Quarta condizione, la più rilevante nel caso in esame: la proporzione tra gli effetti positivi e negativi. Occorre soppesare la quantità, la qualità e la probabilità sia dei benefici che dei danni e verificare se il gioco vale la candela. Detto in altri termini, i benefici devono essere maggiori dei danni. Declinato nel nostro caso significa che «il ricorso alle armi non provochi mali e disordini più gravi del male da eliminare» (Catechismo della Chiesa Cattolica, §2309). Ad esempio, un bombardamento a tappeto condotto con lo scopo solo di colpire obiettivi militari sarebbe una soluzione da rigettare perché non rispetterebbe il principio di efficacia: inevitabilmente il numero di civili morti sarebbe certamente superiore a quello dei militari.
All’opposto, se l’obiettivo fosse di natura solo militare e il numero di militari nemici uccisi fosse presumibilmente assai più rilevante di quello dei civili innocenti, l’attacco potrebbe essere giustificato. Usiamo il condizionale perché da alcuni effetti scaturiscono sempre una serie spesso imprevedibile di altri effetti a cascata. Ciò vuol dire, ad esempio, una escalation militare senza fine. E dunque se restringessimo la nostra valutazione morale solo al primo attacco, il quale comportasse la morte di molti militari e di pochi civili, il giudizio sarebbe di liceità dell’attacco. Ma se, doverosamente, allargassimo la valutazione al corso degli eventi futuri dovremmo tener conto di molti altri effetti negativi: l’uccisione degli ostaggi in mano ad Hamas, la risposta dei palestinesi che potrebbe coinvolgere non solo soldati israeliani ma anche le popolazioni civili, gli attacchi di terrorismo anche al di fuori delle zone interessate direttamente dagli scontri, il perdurare del conflitto per molto tempo, etc.
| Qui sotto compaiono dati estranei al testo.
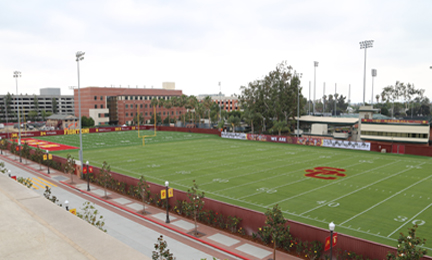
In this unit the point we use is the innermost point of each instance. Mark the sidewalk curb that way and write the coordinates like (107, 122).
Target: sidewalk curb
(155, 222)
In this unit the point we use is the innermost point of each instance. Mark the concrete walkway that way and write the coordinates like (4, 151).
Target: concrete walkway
(125, 222)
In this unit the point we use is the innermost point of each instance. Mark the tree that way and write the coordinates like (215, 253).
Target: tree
(105, 175)
(70, 166)
(234, 121)
(91, 215)
(196, 203)
(207, 103)
(276, 222)
(26, 151)
(274, 97)
(39, 156)
(279, 126)
(144, 191)
(138, 119)
(162, 252)
(33, 115)
(36, 105)
(45, 114)
(407, 247)
(54, 104)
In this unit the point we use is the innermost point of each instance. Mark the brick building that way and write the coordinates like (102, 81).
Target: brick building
(226, 103)
(108, 105)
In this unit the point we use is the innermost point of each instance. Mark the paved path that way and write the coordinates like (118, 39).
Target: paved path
(125, 222)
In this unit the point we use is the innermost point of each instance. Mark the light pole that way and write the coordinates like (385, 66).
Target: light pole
(48, 161)
(298, 77)
(166, 190)
(88, 178)
(373, 76)
(365, 45)
(79, 57)
(315, 65)
(17, 75)
(331, 227)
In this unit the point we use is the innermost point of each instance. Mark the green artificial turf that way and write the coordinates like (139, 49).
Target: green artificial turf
(380, 196)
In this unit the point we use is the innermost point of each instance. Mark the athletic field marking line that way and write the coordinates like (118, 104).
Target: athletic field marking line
(332, 183)
(286, 184)
(410, 219)
(354, 191)
(379, 203)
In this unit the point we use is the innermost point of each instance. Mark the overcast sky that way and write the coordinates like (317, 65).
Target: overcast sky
(197, 44)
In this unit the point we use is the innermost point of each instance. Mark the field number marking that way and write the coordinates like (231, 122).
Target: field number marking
(413, 166)
(318, 173)
(183, 172)
(221, 180)
(331, 204)
(269, 191)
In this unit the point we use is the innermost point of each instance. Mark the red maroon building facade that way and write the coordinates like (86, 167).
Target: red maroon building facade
(120, 105)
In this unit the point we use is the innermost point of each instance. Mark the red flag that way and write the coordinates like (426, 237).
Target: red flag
(327, 242)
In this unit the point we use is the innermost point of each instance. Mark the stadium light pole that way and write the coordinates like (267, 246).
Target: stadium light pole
(79, 57)
(331, 227)
(17, 75)
(88, 178)
(166, 190)
(315, 65)
(365, 45)
(298, 76)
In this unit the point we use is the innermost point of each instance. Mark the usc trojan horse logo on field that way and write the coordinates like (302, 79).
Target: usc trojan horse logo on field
(325, 173)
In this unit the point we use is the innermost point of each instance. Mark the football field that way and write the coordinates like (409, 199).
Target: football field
(366, 194)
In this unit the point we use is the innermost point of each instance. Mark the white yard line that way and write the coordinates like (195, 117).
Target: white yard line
(379, 203)
(332, 183)
(286, 184)
(410, 220)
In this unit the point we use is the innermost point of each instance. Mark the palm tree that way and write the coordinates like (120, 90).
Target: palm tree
(191, 103)
(207, 103)
(154, 103)
(279, 126)
(175, 103)
(167, 104)
(183, 99)
(234, 121)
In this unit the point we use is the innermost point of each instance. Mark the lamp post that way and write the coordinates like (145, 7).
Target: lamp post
(167, 205)
(315, 65)
(79, 57)
(365, 45)
(331, 227)
(88, 178)
(17, 74)
(374, 73)
(48, 160)
(298, 76)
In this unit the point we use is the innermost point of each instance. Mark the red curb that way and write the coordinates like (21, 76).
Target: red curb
(155, 222)
(22, 165)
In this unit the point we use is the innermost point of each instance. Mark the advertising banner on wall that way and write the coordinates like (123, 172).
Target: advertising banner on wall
(346, 144)
(239, 136)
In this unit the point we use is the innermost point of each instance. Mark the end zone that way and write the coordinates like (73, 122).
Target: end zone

Ecco allora che i criteri indicati dal pde possono essere anche chiari a livello teorico, ma la loro applicazione nel concreto assai spesso è molto difficoltosa. Arduo infatti prevedere quanti civili innocenti verranno coinvolti dagli attacchi e, soprattutto, quale reazione vi sarà da parte di Hamas nel breve e lungo periodo, sia sul piano interno che internazionale. Un effetto a catena dalle proporzioni inimmaginabili. Qui allora entra in gioco la virtù della prudenza che indica lo strumento più efficace per ottenere il miglior risultato possibile e quindi, nel caso di specie, per evitare danni peggiori.